Ad aprire i lavori quale rappresentante per la religione cristiana, suor Maria Pia Giudici ha focalizzato un'idea guida dell'incontro: "La strada della verità della bontà e della bellezza è identificabile come una strada dello Spirito di Dio". Subito dopo, la cantillazione gregoriana del "Veni CreatorSpiritus" colmò di pacifica attesa l'ambiente. Marco Cassuto Morselli, rappresentante della Comunità ebraica di Roma, ha parlato della storia d'Isacco e d'Ismaele. Importante idea centrale dell'intervento: "l'amore di Dio li abbraccia entrambi.
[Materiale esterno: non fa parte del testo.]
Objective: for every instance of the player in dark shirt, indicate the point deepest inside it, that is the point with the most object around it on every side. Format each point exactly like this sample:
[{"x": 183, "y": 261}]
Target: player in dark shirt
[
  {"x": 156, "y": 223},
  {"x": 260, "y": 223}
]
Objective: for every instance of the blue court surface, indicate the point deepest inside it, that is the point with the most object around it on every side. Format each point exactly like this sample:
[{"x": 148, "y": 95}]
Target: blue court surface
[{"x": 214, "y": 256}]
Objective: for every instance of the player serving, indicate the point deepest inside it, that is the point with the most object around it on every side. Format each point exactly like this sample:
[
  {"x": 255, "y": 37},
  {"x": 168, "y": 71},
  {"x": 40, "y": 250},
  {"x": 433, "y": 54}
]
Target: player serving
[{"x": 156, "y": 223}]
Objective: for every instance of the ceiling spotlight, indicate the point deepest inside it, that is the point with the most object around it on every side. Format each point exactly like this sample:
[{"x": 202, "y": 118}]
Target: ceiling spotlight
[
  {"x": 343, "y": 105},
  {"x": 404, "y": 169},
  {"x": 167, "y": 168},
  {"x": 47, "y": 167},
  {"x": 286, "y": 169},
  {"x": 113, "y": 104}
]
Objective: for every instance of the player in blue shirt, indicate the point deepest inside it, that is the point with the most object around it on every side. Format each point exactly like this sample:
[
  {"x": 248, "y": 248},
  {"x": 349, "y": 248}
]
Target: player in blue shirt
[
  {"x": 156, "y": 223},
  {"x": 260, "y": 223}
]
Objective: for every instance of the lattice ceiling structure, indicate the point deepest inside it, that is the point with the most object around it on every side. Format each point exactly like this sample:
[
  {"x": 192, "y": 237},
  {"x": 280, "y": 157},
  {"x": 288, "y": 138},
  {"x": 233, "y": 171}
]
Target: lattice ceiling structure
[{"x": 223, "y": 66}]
La sua misericordia infatti si estende a tutte le creature e i fratelli possono vivere in pace nelle loro diversità". 

In seguito abbiamo ascoltato la cantillazione ebraica del kiddush (Benedizione del sabato). 

Anche l'intervento di Fatima Mohammad per i musulmani è stato illuminante: "islam e pace sono due parole che hanno la stessa radice in arabo. Islam vuol dire pace con se stessi, con le altre persone, con tutte le creature e con Dio. L'Islam e il suo Profeta ci hanno insegnato a vivere in armonia e in pace con noi stessi e con gli altri". Abbiamo partecipato alla loro preghiera vedendo il video "Mecca: la chiamata islamica alla preghiera". 

Roberto Aushin Coslovi rappresentante della Comunità buddista così si espresse: "Ringraziò le organizzatrici di questo incontro ed in particolar modo la iniziatrice di questa comunità, Sr Maria Pia che,nella sua introduzione,che ha sottolineato come la semplicità del modo di vivere sia importante componente di tutte le religioni. Nostro compito, in un mondo di complicazioni di conflitti e guerre, di cambiamenti rapidi a cui è difficile adattarsi, è "esserci", offrendo a noi stessi e agli altri questa "scommessa": la possibilità di vedere le cose e le persone sotto l'aspetto dell'unità, della compassione e dell'amore invece che sotto le pressioni dell'egoismo, dell'egocentrismo, del consumismo e conseguente degrado della natura. Proprio per ottenere ciò, bisognerà valorizzare nuovamente la nostra "intimità" (interiorità), non correre dietro l'uso smodato di cose e persone, saperci ricollocare con semplicità e autenticità nelle nostre relazioni. Bisognerà dimostrare con la vita che le vie spirituali,pur diverse tra loro,non si oppongono le une alle altre, ma percorse con rettitudine,sospingono verso l'ideale di una vita migliore (cristianamente parlando si potrebbe dire una vita di santità)".

È seguito il video "Sutra del cuore": un aiuto nella preghiera dolcemente cantillata. 
Infine prestandosi a rappresentare gli induisti, Claudio Del Brocco ha letto un testo che mette a fuoco questa idea: "Dio è Uno, anche se i saggi lo chiamano con molti nomi". 

Il "Mantra Aum" ci ha coinvolti tutti in un'unica armonia di preghiera. Nella seconda parte della mattinata, un contributo video dell'arpista Valeria Carissimi, ha introdotto la declamazione di una poesia da parte di ogni rappresentante delle varie religioni sempre sul tema della pace. 

Interessante e originale anche la sottolineatura ai testi poetici realizzata dal senegalese Madia Diebate con la kora (arpa africana). 

Dopo il pranzo abbiamo potuto vedere il Film "il mio nome è Malala" così capace di aprirci alla più viva (e sofferta) attualità socioculturale. 

I relatori sono stati omaggiati da stampe rare di Subiaco dalla dott.ssa Antonietta Orlandi, La danza sacra "Jubilate Deo" (cara alle consuetudini del sabato a San Biagio) ha chiuso la giornata in gioia di comunione con una bella foto di gruppo.